In the consultation, we asked respondents to give case studies of how they use the current salary data, and how they planned to use the data in future. From this data, we learned that the overwhelming majority of use cases are for grouped data, particularly at course level, or by occupational group, as well as by various protected characteristics.
Our aim is to make the information available to meet the following uses and we are working with DfE to establish the mechanisms to do so. HESA sees itself holding and providing access to the parts of the LEO data that complement NewDLHE (e.g. data that refers to past students and showing their earnings several years post-graduation. For mature students this might also include information prior to, and during, HE studies).
We are working with the DfE to agree a mechanism for accessing the UK-wide data. This would involve DfE providing HESA with individualised data to allow HESA to publish Official Statistics (including designated National Statistics) and to provide anonymised salary information to HE providers and other data users. The uses of this data will necessarily be restricted to the meanings allowed by the Small Business, Enterprise and Employment Act 2015, and subject to HESA’s charitable purposes:
- UK wide statistical products which HESA publishes, including the NewDLHE statistical first release and NewDLHE full publication.
- Supporting the Office for Students in England and the devolved administrations in the rest of the UK in producing public information sources to enable consumer evaluation of the effectiveness of education and training, such as Unistats.
- Supporting third-party and market providers of information, advice and guidance by providing appropriate datasets to enable consumer evaluation of the effectiveness of education and training.
- Undertake or support research projects aimed at furthering the assessment of policy on and effectiveness of education and training by either HESA or appropriate third parties (novel analysis may subsequently be incorporated into HESA’s open data statistical products where this demonstrably improves public benefit).
- Data supply to support HE providers in evaluating the effectiveness of the training or education they provide through understanding the employment outcomes of their graduates, by supplying appropriate datasets on their graduates to the governing body of the institution.
HESA will seek formal authority to perform these assessment activities on behalf of the Secretary of State and the devolved administrations.
The limitations placed on the supply of data by the 2015 Act are clear, and no data could be supplied that falls outside the functions specified above. All data will be anonymised and an appropriate implementation of the HESA rounding strategy applied.
As HESA is a non-profit organisation with an open data strategy (more information available here) charges will only be levied where services are provided in addition to data, requiring the use of analytical or other resources.
LEO data is presently only available following the end of the full tax year for graduates.
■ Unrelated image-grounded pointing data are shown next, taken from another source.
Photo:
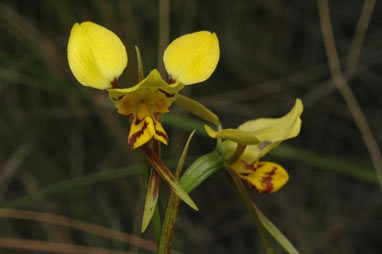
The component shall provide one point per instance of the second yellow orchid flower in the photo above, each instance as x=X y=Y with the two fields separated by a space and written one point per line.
x=256 y=138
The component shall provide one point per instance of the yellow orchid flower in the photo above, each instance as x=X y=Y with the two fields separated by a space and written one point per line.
x=257 y=138
x=97 y=57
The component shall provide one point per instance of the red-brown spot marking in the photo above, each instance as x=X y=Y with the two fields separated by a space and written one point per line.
x=247 y=166
x=114 y=83
x=267 y=180
x=136 y=135
x=169 y=95
x=162 y=134
x=170 y=80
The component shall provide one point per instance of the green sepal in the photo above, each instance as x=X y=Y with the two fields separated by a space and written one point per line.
x=197 y=109
x=172 y=207
x=201 y=169
x=141 y=74
x=236 y=135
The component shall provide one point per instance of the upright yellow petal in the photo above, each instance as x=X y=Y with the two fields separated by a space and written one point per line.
x=96 y=55
x=192 y=58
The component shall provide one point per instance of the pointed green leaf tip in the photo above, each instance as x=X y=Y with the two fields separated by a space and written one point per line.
x=168 y=177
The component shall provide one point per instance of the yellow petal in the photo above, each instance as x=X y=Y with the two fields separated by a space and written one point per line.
x=266 y=177
x=276 y=129
x=192 y=58
x=272 y=131
x=269 y=133
x=96 y=55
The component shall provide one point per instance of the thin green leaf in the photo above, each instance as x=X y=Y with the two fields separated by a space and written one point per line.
x=151 y=199
x=248 y=204
x=168 y=177
x=200 y=170
x=172 y=207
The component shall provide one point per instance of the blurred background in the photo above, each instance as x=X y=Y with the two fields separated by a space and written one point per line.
x=64 y=152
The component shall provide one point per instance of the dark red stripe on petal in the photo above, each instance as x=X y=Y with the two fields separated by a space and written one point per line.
x=136 y=135
x=169 y=95
x=162 y=134
x=267 y=180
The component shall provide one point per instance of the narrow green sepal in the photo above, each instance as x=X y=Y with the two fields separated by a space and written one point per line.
x=200 y=170
x=197 y=109
x=141 y=74
x=172 y=207
x=236 y=135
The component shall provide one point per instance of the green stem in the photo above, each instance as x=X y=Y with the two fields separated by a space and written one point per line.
x=248 y=204
x=157 y=223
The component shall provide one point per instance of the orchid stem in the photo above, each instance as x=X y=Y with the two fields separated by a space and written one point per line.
x=157 y=223
x=248 y=204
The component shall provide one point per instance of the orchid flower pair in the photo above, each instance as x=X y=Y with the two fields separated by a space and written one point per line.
x=97 y=57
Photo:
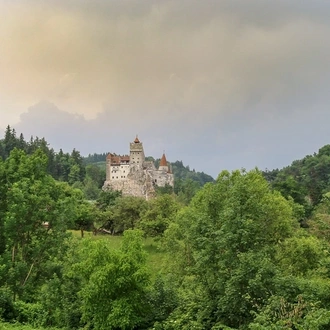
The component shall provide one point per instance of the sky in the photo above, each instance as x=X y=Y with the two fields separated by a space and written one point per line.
x=218 y=84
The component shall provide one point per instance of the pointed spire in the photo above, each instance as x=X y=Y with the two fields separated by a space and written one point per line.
x=163 y=161
x=136 y=139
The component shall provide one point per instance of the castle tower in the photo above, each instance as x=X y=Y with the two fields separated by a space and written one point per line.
x=163 y=164
x=136 y=152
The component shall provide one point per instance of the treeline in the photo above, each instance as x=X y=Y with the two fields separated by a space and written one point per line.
x=66 y=167
x=236 y=256
x=306 y=180
x=88 y=173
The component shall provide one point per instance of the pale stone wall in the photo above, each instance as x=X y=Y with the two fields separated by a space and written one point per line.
x=139 y=177
x=136 y=153
x=118 y=172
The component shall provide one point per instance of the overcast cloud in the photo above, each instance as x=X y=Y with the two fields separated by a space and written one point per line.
x=218 y=84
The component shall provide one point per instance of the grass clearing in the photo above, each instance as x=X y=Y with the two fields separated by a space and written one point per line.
x=155 y=256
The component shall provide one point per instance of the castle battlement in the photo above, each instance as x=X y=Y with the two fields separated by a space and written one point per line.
x=135 y=176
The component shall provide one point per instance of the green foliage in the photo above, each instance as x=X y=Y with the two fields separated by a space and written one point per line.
x=114 y=283
x=36 y=212
x=227 y=239
x=305 y=180
x=159 y=214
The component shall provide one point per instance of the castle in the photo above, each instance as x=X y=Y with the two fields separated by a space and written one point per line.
x=135 y=176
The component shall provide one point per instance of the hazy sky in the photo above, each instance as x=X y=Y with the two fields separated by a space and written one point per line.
x=220 y=84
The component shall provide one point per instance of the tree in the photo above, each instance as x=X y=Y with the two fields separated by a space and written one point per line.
x=127 y=213
x=114 y=283
x=225 y=242
x=160 y=213
x=37 y=211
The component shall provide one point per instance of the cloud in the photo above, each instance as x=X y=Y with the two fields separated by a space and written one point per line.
x=203 y=77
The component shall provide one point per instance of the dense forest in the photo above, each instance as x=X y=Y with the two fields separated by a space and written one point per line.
x=249 y=250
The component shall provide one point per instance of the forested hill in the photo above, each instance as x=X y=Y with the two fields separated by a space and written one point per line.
x=306 y=180
x=88 y=173
x=180 y=171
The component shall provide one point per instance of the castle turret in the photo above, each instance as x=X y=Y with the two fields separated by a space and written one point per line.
x=163 y=164
x=136 y=152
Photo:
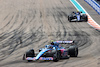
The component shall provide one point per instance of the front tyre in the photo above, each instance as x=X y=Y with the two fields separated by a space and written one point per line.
x=56 y=56
x=73 y=51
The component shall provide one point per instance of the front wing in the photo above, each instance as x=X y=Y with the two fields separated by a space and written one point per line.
x=41 y=58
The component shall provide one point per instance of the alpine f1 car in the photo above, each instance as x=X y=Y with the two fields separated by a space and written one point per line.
x=77 y=16
x=52 y=52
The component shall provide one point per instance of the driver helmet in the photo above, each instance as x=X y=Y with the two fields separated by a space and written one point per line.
x=52 y=42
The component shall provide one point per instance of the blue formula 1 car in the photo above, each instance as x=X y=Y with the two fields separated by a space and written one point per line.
x=52 y=52
x=77 y=16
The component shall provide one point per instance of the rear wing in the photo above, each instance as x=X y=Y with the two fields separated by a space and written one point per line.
x=64 y=42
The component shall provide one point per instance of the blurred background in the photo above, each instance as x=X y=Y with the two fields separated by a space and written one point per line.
x=98 y=1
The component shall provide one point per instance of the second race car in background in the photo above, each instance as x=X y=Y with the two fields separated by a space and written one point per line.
x=77 y=16
x=52 y=52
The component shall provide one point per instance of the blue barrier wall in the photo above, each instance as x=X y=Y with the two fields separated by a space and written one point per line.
x=94 y=5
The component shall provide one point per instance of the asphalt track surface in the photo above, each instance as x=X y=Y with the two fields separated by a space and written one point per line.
x=26 y=24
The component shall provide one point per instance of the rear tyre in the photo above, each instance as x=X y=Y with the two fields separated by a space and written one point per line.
x=29 y=53
x=73 y=51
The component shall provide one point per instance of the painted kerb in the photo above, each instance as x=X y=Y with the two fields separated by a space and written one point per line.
x=94 y=5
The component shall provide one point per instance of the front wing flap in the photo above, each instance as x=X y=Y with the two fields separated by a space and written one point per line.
x=41 y=58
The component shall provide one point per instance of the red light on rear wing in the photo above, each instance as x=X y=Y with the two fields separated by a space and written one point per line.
x=64 y=42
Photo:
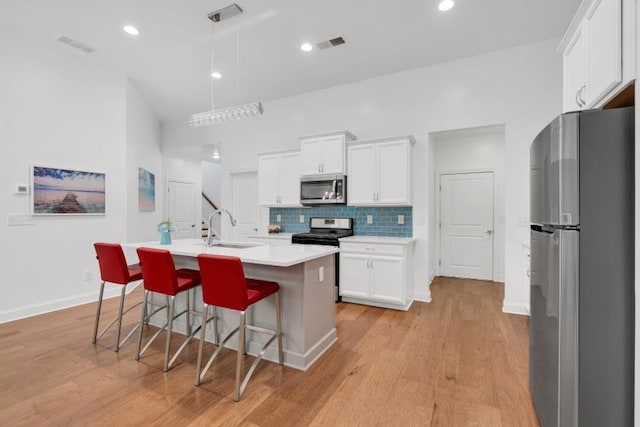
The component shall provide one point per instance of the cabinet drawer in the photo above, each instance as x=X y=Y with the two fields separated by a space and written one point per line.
x=372 y=249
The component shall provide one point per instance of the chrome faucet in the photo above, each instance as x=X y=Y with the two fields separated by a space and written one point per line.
x=210 y=234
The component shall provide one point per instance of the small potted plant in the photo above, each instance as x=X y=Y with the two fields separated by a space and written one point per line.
x=165 y=228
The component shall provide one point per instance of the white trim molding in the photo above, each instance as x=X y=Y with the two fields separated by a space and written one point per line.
x=515 y=308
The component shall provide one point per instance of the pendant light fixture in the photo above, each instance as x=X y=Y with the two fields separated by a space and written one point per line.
x=230 y=113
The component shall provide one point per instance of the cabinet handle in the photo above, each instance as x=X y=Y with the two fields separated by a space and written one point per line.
x=581 y=99
x=578 y=97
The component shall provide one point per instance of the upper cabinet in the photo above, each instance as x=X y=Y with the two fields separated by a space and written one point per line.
x=598 y=53
x=324 y=153
x=380 y=172
x=279 y=179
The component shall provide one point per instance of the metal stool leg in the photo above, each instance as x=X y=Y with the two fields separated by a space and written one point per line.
x=279 y=327
x=240 y=358
x=120 y=312
x=143 y=315
x=95 y=328
x=169 y=329
x=205 y=308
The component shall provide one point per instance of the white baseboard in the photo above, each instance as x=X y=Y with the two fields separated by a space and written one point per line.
x=513 y=308
x=30 y=310
x=423 y=296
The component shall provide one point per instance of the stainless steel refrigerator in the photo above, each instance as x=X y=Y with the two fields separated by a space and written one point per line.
x=581 y=343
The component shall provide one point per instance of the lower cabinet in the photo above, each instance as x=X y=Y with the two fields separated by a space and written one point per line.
x=377 y=274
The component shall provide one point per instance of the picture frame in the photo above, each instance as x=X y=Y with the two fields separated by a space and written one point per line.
x=58 y=191
x=146 y=191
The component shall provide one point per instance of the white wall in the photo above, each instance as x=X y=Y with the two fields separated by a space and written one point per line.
x=468 y=150
x=58 y=108
x=143 y=150
x=519 y=87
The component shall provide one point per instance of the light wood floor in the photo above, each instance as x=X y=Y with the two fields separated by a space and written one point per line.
x=458 y=361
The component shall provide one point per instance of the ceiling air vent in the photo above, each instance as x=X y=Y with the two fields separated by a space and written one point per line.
x=75 y=44
x=330 y=43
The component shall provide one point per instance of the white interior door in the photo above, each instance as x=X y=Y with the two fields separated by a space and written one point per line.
x=181 y=208
x=466 y=225
x=245 y=206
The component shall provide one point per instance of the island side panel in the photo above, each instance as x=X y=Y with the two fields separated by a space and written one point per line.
x=319 y=304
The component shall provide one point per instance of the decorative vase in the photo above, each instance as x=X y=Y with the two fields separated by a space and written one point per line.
x=165 y=238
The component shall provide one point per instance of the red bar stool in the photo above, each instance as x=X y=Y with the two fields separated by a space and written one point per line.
x=160 y=276
x=224 y=285
x=114 y=269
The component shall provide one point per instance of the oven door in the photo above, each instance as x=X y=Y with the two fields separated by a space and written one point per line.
x=322 y=189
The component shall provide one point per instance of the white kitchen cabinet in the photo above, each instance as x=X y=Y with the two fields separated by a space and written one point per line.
x=575 y=72
x=380 y=172
x=279 y=179
x=598 y=53
x=324 y=153
x=377 y=271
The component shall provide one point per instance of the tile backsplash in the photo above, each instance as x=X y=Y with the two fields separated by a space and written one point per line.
x=385 y=220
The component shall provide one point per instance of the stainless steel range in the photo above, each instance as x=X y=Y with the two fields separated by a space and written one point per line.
x=326 y=231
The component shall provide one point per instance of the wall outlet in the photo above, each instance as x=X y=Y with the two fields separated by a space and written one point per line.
x=17 y=219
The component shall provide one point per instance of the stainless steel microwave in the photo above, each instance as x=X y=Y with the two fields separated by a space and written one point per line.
x=323 y=189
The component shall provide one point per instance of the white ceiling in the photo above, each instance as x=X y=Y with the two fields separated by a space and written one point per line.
x=171 y=59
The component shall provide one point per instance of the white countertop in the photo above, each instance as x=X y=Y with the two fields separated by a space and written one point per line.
x=379 y=239
x=283 y=236
x=279 y=256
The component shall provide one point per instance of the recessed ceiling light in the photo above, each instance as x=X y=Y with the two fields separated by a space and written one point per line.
x=445 y=5
x=131 y=30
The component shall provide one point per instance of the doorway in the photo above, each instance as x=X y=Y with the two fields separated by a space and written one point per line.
x=244 y=204
x=466 y=225
x=467 y=221
x=181 y=208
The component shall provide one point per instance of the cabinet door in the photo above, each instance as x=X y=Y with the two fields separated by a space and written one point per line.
x=290 y=179
x=354 y=275
x=268 y=180
x=604 y=21
x=312 y=154
x=387 y=279
x=333 y=155
x=575 y=72
x=361 y=182
x=394 y=180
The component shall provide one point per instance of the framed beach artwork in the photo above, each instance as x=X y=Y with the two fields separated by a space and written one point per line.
x=146 y=191
x=57 y=191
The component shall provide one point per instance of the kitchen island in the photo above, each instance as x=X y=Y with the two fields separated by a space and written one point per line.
x=306 y=276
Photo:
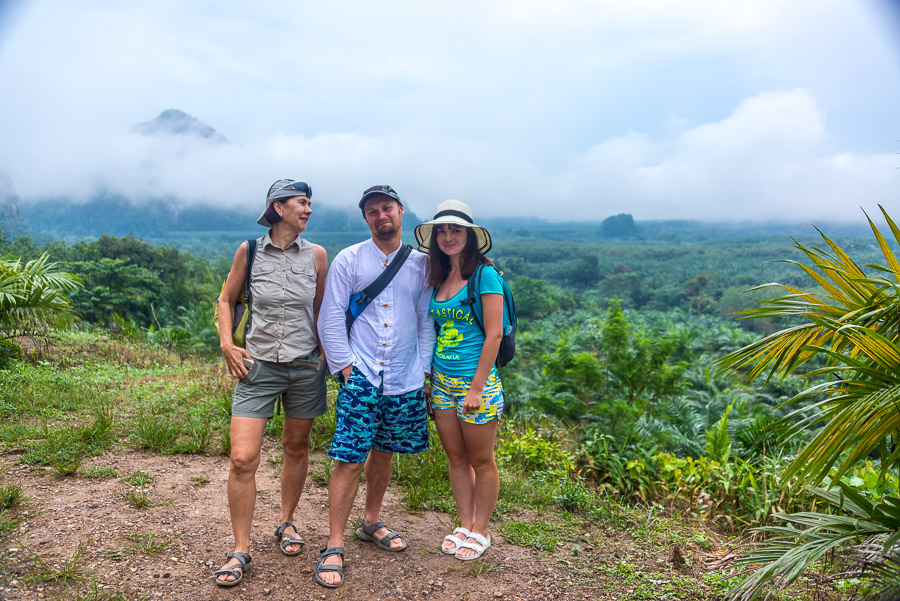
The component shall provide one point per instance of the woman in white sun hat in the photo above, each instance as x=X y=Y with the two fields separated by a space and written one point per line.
x=467 y=396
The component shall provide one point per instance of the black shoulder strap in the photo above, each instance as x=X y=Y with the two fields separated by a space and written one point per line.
x=470 y=294
x=251 y=255
x=381 y=282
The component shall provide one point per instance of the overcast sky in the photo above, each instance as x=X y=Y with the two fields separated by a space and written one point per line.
x=764 y=109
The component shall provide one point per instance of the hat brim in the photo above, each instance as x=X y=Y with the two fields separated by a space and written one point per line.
x=423 y=233
x=370 y=195
x=262 y=217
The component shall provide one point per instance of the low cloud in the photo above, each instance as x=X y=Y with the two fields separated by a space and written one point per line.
x=771 y=159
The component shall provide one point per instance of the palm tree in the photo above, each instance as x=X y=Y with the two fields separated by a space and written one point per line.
x=850 y=326
x=33 y=297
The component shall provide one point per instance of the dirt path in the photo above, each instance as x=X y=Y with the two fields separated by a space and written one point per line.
x=75 y=510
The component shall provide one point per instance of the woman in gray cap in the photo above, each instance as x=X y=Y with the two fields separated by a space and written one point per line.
x=282 y=360
x=466 y=392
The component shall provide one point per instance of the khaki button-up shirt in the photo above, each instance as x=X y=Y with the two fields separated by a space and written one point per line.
x=282 y=289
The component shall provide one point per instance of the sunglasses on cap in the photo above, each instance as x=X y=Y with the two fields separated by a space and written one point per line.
x=380 y=189
x=300 y=187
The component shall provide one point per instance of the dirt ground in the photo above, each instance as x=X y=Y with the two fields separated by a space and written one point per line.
x=67 y=511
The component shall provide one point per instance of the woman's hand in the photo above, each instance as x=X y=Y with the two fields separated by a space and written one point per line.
x=234 y=357
x=473 y=401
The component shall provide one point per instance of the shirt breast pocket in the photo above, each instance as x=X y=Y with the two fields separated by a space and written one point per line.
x=263 y=277
x=303 y=282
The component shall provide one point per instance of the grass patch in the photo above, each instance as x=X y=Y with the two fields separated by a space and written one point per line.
x=12 y=497
x=322 y=472
x=425 y=478
x=148 y=544
x=71 y=569
x=155 y=433
x=138 y=479
x=323 y=428
x=654 y=585
x=535 y=534
x=137 y=498
x=98 y=472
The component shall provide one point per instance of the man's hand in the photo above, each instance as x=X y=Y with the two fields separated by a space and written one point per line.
x=473 y=401
x=234 y=357
x=429 y=409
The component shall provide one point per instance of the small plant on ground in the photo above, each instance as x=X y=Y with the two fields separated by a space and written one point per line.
x=156 y=433
x=148 y=544
x=137 y=498
x=535 y=534
x=71 y=569
x=12 y=497
x=138 y=479
x=99 y=472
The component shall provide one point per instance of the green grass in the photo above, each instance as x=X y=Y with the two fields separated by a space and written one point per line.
x=137 y=479
x=426 y=485
x=536 y=534
x=137 y=498
x=71 y=569
x=98 y=472
x=148 y=544
x=12 y=498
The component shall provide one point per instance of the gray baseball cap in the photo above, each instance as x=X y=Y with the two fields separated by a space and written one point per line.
x=283 y=188
x=380 y=190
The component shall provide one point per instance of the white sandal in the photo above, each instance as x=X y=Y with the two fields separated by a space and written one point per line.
x=479 y=547
x=456 y=540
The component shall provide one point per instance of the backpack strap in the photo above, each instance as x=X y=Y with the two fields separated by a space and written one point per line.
x=360 y=300
x=470 y=294
x=251 y=255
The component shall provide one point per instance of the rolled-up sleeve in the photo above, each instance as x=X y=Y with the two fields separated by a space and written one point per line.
x=332 y=324
x=425 y=334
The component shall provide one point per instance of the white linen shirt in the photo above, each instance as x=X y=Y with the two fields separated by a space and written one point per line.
x=392 y=340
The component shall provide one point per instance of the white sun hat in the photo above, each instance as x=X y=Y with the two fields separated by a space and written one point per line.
x=456 y=213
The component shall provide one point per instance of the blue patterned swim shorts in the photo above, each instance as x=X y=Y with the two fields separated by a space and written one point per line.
x=449 y=392
x=368 y=420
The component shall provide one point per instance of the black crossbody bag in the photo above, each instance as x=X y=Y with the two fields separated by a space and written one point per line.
x=360 y=300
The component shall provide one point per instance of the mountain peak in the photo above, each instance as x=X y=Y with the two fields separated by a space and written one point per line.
x=177 y=123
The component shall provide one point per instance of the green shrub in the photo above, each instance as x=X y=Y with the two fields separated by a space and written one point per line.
x=532 y=451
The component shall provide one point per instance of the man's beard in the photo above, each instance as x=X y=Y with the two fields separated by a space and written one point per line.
x=386 y=231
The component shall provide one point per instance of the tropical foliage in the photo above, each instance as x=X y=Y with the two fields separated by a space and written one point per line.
x=33 y=297
x=850 y=323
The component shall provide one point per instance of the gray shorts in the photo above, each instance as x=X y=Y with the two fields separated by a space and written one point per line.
x=301 y=384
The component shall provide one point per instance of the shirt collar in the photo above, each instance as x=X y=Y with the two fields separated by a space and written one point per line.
x=380 y=254
x=267 y=241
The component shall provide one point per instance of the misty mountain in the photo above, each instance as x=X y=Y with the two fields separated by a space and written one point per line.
x=117 y=215
x=11 y=223
x=176 y=123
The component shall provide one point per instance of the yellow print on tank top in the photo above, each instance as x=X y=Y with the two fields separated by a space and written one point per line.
x=449 y=336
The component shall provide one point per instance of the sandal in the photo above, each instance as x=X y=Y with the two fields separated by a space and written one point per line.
x=287 y=540
x=323 y=567
x=236 y=570
x=365 y=532
x=479 y=547
x=456 y=540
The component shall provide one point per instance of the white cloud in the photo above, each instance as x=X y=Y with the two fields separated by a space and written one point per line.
x=562 y=109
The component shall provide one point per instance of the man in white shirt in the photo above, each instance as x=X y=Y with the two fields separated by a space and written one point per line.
x=381 y=403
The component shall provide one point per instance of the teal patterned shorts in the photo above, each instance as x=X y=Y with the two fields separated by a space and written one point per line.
x=368 y=420
x=449 y=392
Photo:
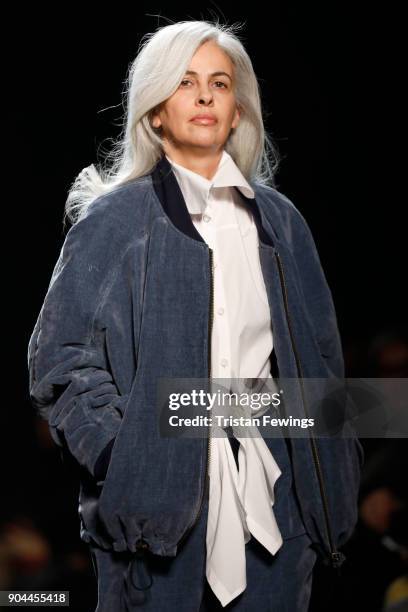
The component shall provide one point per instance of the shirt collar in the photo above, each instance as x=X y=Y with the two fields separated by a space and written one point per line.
x=196 y=188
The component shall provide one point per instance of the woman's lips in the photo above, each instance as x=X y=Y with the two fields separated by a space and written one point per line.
x=204 y=120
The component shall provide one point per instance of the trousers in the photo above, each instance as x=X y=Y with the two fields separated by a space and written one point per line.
x=275 y=583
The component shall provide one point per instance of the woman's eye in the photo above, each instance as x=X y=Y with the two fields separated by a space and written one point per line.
x=216 y=82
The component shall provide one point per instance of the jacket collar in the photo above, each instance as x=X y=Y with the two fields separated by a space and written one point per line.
x=196 y=188
x=172 y=200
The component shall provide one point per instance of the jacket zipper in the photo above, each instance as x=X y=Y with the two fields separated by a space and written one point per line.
x=208 y=453
x=336 y=557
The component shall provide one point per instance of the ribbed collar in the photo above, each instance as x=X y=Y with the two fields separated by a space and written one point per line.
x=196 y=188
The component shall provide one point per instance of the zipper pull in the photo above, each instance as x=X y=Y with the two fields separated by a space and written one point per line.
x=337 y=558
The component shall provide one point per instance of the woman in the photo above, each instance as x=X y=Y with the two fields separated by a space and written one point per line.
x=183 y=262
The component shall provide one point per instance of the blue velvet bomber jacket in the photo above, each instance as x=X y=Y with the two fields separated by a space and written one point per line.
x=129 y=301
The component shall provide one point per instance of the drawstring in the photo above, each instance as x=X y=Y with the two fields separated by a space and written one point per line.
x=139 y=555
x=126 y=598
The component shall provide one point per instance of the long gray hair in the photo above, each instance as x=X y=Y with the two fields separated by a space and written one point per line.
x=162 y=60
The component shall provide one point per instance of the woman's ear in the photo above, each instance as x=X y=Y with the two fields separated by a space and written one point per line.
x=154 y=118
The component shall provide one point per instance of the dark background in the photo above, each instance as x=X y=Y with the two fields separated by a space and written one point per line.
x=329 y=74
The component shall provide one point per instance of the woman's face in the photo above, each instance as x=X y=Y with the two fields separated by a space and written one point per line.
x=201 y=93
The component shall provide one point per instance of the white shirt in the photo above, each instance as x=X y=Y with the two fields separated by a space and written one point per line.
x=241 y=345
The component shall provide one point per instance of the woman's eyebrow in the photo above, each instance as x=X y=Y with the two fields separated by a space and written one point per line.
x=217 y=73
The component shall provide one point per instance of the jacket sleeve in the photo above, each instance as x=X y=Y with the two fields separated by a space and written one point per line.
x=317 y=295
x=70 y=383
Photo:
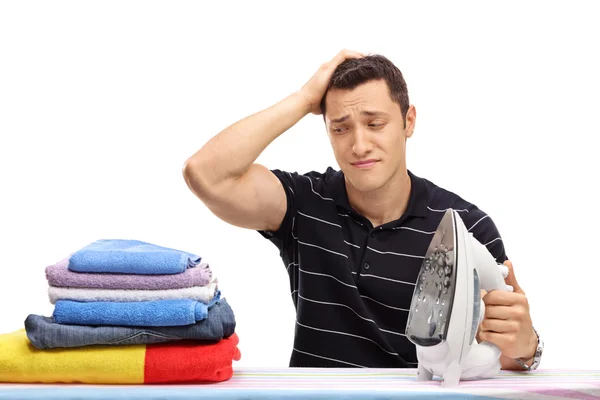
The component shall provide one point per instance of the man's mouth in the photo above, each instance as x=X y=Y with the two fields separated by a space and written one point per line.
x=364 y=163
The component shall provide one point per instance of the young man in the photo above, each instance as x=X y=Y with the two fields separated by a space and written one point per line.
x=352 y=240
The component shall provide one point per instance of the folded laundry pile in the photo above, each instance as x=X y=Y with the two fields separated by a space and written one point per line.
x=129 y=312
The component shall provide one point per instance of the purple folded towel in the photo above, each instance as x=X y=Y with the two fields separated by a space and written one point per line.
x=60 y=275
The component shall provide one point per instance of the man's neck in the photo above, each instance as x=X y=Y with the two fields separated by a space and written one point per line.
x=385 y=204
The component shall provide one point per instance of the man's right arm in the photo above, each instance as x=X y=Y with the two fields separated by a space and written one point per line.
x=223 y=173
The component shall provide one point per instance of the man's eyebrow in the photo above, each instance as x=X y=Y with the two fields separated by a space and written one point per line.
x=338 y=120
x=366 y=112
x=374 y=113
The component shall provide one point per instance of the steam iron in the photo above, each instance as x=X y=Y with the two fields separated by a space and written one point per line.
x=447 y=308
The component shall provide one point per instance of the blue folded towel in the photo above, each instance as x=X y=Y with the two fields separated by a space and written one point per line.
x=123 y=256
x=172 y=312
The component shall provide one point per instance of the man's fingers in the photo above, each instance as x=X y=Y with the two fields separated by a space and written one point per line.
x=510 y=278
x=498 y=312
x=345 y=54
x=499 y=325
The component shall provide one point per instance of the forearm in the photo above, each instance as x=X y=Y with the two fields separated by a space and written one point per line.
x=231 y=152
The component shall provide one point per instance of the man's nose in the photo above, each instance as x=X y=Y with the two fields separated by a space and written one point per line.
x=362 y=144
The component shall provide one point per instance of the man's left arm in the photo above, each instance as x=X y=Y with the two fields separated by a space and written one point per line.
x=507 y=323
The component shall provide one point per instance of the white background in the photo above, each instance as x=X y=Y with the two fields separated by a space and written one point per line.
x=102 y=102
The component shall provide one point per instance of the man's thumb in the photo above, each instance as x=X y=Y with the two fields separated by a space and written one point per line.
x=511 y=279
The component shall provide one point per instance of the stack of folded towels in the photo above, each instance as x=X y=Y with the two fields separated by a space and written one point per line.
x=127 y=312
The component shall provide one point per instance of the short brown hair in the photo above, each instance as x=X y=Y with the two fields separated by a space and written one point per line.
x=356 y=71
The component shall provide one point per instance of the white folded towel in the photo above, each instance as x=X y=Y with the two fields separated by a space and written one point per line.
x=203 y=294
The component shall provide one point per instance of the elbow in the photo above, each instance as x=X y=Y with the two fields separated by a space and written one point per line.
x=196 y=175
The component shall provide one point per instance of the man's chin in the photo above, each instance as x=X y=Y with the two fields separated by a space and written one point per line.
x=365 y=182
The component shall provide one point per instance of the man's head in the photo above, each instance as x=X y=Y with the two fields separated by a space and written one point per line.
x=368 y=118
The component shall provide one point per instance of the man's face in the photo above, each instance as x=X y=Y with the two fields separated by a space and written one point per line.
x=367 y=133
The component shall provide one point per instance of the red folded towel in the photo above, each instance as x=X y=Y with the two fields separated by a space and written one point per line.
x=188 y=361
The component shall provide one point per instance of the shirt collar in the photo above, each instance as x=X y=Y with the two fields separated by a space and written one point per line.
x=417 y=202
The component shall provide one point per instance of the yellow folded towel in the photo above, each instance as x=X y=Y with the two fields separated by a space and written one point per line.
x=20 y=362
Therefore we envisage having the first LEO data linked into the NewDLHE in June 2020. However much of the data from NewDLHE is likely to be ready for publication before this, in January 2020.
We also aim to develop experimental statistics publications on some of the new measures envisaged, and will publish this in due course.
Update June 2017
We consulted on the model in March/April 2017, and published a synthesis of consultation responses. We have also published a number of responses and clarifications on points raised by respondents, including points on linked data.